Dita x Jinny (a throwback)

936 68 11
                                    

DENISE POV

Sebelum aku dan Dita memulai hubungan, sebenarnya aku sering cemburu sama kedekatannya Dita dan Jinny.

Jinny adalah sahabatnya Dita, karena dia duluan yang mengenal dan menemaninya saat perempuan berdarah Indonesia itu belum bisa Bahasa Korea dan gak punya siapa-siapa di sini. Jinny yang ada di sampingnya ketika dia masih mengalami culture shock saat awal-awal tinggal di Korea. Jinny yang ada di sampingnya ketika Dita dan Léa kesulitan buat berkomunikasi.

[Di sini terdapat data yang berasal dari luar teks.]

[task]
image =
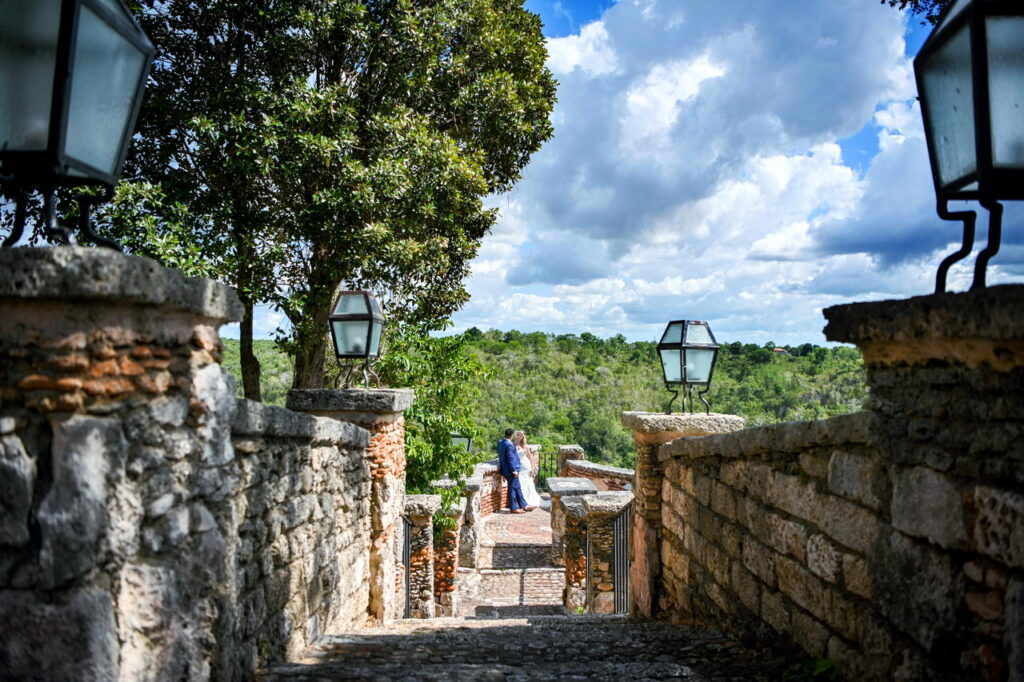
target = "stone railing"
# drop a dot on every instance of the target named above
(889, 542)
(153, 526)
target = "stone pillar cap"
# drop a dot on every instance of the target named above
(565, 486)
(606, 503)
(375, 400)
(84, 273)
(662, 428)
(422, 505)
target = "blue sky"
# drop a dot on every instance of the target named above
(748, 163)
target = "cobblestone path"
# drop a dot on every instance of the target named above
(563, 647)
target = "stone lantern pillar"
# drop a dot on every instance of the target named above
(380, 412)
(650, 431)
(419, 509)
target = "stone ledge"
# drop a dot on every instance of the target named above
(787, 437)
(603, 469)
(982, 327)
(80, 273)
(565, 486)
(256, 419)
(376, 400)
(606, 503)
(418, 506)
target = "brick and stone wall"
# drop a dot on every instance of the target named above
(380, 412)
(604, 477)
(152, 527)
(890, 541)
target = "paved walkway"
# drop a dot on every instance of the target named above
(579, 647)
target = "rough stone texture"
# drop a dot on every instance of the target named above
(604, 477)
(888, 541)
(563, 487)
(419, 509)
(145, 537)
(601, 510)
(650, 430)
(379, 412)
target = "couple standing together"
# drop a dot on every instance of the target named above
(515, 461)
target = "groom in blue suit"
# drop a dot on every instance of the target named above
(508, 464)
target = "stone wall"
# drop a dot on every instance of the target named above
(605, 477)
(890, 541)
(152, 527)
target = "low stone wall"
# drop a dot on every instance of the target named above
(889, 542)
(604, 477)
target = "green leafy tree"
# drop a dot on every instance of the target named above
(318, 143)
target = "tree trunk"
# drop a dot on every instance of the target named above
(250, 365)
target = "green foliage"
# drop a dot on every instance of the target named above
(445, 378)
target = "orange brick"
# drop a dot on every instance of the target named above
(36, 382)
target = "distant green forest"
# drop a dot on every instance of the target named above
(570, 389)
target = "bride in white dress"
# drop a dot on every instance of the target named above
(526, 469)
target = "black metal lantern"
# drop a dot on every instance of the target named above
(356, 324)
(970, 76)
(72, 75)
(688, 351)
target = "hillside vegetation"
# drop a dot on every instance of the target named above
(570, 389)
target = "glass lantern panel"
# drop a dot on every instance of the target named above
(698, 365)
(1006, 89)
(351, 304)
(105, 76)
(949, 107)
(350, 337)
(673, 333)
(375, 340)
(698, 334)
(671, 366)
(953, 12)
(28, 59)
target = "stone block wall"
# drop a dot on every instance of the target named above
(888, 541)
(153, 527)
(604, 477)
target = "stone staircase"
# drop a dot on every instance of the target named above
(567, 647)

Tapi, Jinny juga temanku. Teman baikku malah. Aku menyayanginya seperti saudaraku sendiri. Rasanya, kalau aku harus cemburu karena Jinny dekat sama Dita, itu konyol banget. Soalnya, aku bisa mengenal sosok Dita karena Jinny.

Dita juga bisa kenal aku karena Jinny.

Ibaratnya, aku cuma orang baru di antara mereka berdua, jadi aku kadang harus tahu diri. Meski rasanya nyesek juga setiap melihat interaksi mereka berdua di hadapanku. Mesra banget soalnya.

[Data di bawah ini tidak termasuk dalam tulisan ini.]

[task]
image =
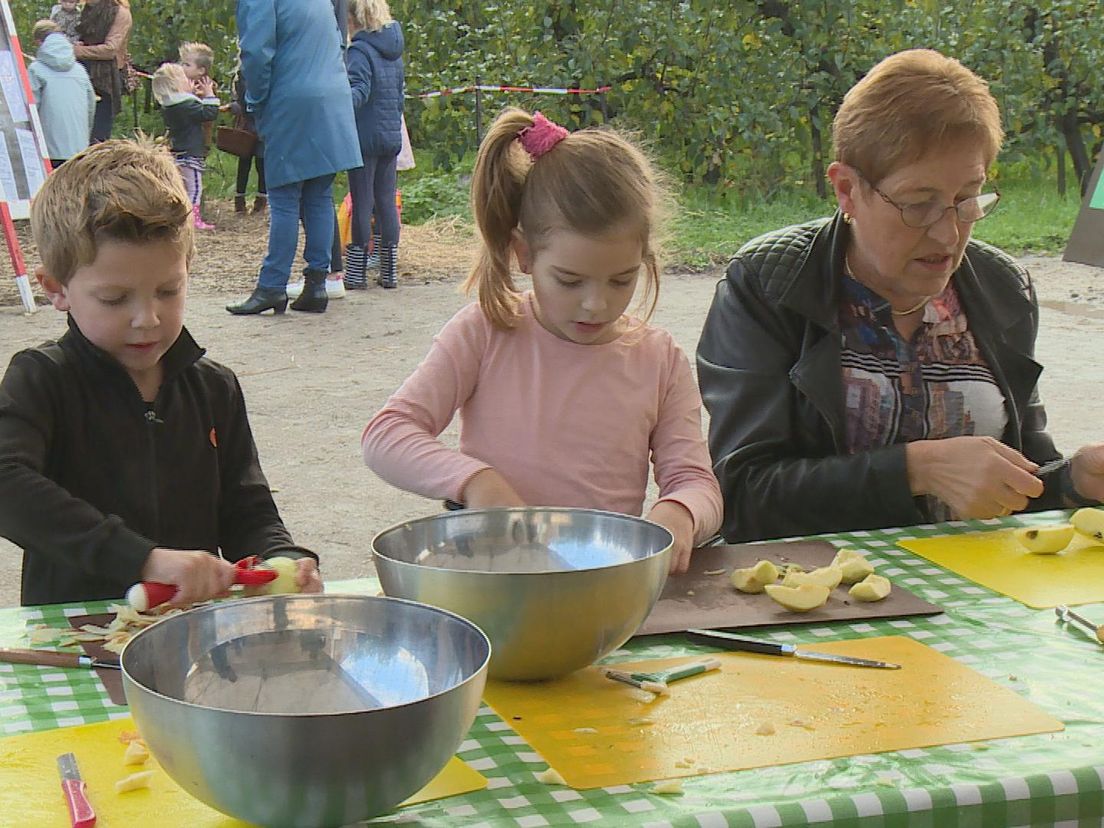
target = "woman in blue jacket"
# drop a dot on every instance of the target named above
(298, 94)
(374, 60)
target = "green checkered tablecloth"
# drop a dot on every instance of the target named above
(1053, 778)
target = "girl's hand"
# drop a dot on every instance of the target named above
(487, 489)
(977, 477)
(306, 575)
(198, 575)
(1086, 470)
(677, 520)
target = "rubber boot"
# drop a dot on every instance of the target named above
(354, 268)
(261, 299)
(389, 266)
(312, 299)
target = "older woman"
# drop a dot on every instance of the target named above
(104, 30)
(876, 369)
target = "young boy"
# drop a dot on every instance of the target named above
(62, 92)
(125, 454)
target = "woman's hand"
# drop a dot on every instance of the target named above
(487, 489)
(1086, 470)
(306, 575)
(198, 575)
(977, 477)
(677, 520)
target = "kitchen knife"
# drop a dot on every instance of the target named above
(81, 813)
(51, 658)
(730, 641)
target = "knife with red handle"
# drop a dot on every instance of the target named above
(76, 796)
(252, 571)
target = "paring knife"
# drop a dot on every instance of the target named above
(730, 641)
(50, 658)
(81, 813)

Aku emang lebih sering melihat Jinny yang manja ke Dita atau gombalin Dita, tapi Dita selalu membiarkan itu semua dan bahkan meresponnya beberapa kali. Kalau aku gak kenal mereka, mungkin aku bakal menyangka mereka pacaran.

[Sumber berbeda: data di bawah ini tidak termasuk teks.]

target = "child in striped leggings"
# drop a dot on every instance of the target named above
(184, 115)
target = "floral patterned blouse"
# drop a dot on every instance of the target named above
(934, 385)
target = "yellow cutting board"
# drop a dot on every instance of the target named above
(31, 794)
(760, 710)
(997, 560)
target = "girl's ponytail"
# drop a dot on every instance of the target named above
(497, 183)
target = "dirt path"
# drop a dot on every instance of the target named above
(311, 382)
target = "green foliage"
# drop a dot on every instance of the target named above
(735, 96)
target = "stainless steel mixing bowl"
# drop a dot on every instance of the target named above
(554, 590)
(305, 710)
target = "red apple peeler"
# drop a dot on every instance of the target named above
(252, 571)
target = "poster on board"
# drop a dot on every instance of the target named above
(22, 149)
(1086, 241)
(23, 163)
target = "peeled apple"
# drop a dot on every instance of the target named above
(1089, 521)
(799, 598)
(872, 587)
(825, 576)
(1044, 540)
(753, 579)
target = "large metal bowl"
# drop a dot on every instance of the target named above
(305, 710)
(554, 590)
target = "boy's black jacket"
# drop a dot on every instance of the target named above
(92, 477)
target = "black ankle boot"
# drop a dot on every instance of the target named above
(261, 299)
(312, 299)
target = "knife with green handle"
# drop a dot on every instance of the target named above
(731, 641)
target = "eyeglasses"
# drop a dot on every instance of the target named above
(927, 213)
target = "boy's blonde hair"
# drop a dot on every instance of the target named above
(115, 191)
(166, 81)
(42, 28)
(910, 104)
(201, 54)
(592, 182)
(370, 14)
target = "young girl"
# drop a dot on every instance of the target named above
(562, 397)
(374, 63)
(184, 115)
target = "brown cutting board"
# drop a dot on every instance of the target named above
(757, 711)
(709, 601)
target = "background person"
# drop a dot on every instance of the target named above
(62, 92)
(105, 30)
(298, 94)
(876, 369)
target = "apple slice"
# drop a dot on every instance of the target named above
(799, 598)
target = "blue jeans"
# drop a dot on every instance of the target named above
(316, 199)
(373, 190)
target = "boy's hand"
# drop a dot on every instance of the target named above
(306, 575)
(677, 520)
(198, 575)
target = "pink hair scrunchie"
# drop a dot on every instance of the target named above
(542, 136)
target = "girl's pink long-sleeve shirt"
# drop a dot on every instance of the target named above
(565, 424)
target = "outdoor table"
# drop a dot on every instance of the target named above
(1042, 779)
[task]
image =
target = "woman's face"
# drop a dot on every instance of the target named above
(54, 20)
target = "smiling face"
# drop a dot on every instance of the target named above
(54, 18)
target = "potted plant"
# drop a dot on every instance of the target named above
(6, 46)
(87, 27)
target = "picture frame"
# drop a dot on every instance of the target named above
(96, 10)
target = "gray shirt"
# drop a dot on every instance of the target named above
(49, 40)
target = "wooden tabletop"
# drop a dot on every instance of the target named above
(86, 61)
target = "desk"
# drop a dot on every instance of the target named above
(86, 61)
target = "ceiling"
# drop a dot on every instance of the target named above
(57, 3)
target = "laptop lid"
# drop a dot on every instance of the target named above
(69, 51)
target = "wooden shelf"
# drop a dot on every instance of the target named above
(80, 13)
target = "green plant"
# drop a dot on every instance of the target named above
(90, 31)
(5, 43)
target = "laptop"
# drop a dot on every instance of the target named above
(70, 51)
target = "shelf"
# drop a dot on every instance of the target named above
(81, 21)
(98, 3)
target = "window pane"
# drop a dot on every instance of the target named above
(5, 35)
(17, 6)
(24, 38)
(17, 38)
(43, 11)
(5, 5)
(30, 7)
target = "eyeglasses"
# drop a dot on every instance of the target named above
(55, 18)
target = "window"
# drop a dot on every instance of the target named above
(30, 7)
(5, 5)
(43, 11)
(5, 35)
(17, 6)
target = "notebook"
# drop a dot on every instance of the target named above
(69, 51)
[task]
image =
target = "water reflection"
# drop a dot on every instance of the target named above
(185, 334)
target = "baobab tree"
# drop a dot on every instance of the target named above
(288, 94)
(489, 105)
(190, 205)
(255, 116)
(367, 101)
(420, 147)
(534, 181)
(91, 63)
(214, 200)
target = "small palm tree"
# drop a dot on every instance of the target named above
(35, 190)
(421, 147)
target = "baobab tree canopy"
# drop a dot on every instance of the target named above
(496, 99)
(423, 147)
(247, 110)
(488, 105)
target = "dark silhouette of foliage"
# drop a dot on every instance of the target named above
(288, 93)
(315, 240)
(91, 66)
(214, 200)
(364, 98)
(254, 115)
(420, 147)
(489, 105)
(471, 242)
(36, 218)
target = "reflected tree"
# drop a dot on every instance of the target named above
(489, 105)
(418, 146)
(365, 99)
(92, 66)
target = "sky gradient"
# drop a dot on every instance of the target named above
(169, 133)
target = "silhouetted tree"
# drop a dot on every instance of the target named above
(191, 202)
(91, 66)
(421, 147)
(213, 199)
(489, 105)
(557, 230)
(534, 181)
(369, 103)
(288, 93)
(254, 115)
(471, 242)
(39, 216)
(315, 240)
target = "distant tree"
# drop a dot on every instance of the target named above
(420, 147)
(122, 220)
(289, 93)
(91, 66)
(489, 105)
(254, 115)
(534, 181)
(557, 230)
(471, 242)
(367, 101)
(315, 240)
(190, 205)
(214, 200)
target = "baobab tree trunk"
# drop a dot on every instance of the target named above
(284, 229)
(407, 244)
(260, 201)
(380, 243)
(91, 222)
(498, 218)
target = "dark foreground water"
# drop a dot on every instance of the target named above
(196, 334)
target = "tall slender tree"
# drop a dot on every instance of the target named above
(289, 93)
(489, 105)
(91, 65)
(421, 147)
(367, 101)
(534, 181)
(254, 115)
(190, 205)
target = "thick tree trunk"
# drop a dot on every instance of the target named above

Dan itu membuatku gak nyaman. Soalnya, aku suka sama Dita.

Waktu itu, aku yakin kalau Dita gak akan membalas perasaanku, jadi aku terus menahannya mati-matian. Meski pun gak mudah karena Dita suka banget manja-manja ke aku.

Waktu itu, gak ada yang tahu soal rasa sukaku padanya, kecuali Talia dan Courtney, karena mereka sahabat karibku dan mereka ada di Houston yang jaraknya sangat jauh dariku. Jadi, kesempatan mereka buat beberin perasaanku ke Dita itu tipis banget.

Demi menjaga rahasia itu dengan baik, aku bahkan harus sembunyi-sembunyi setiap aku cerita soal Dita ke mereka, supaya gak ada yang menguping pembicaraan kami bertiga dan berakhir membahayakan posisiku.

Dita adalah orang yang manis. Aku udah tahu itu dari awal melihatnya di story Jinny. Pantes aja Jinny bucin banget ke Dita sampai isi Instagram-nya kebanyakan sama Dita, kapan lagi bisa menemukan teman sebaik dan semanis dia?

Aku juga setuju sama Jinny. Bedanya, aku juga berharap dia bisa jadi pacarku, bukan cuma seorang teman.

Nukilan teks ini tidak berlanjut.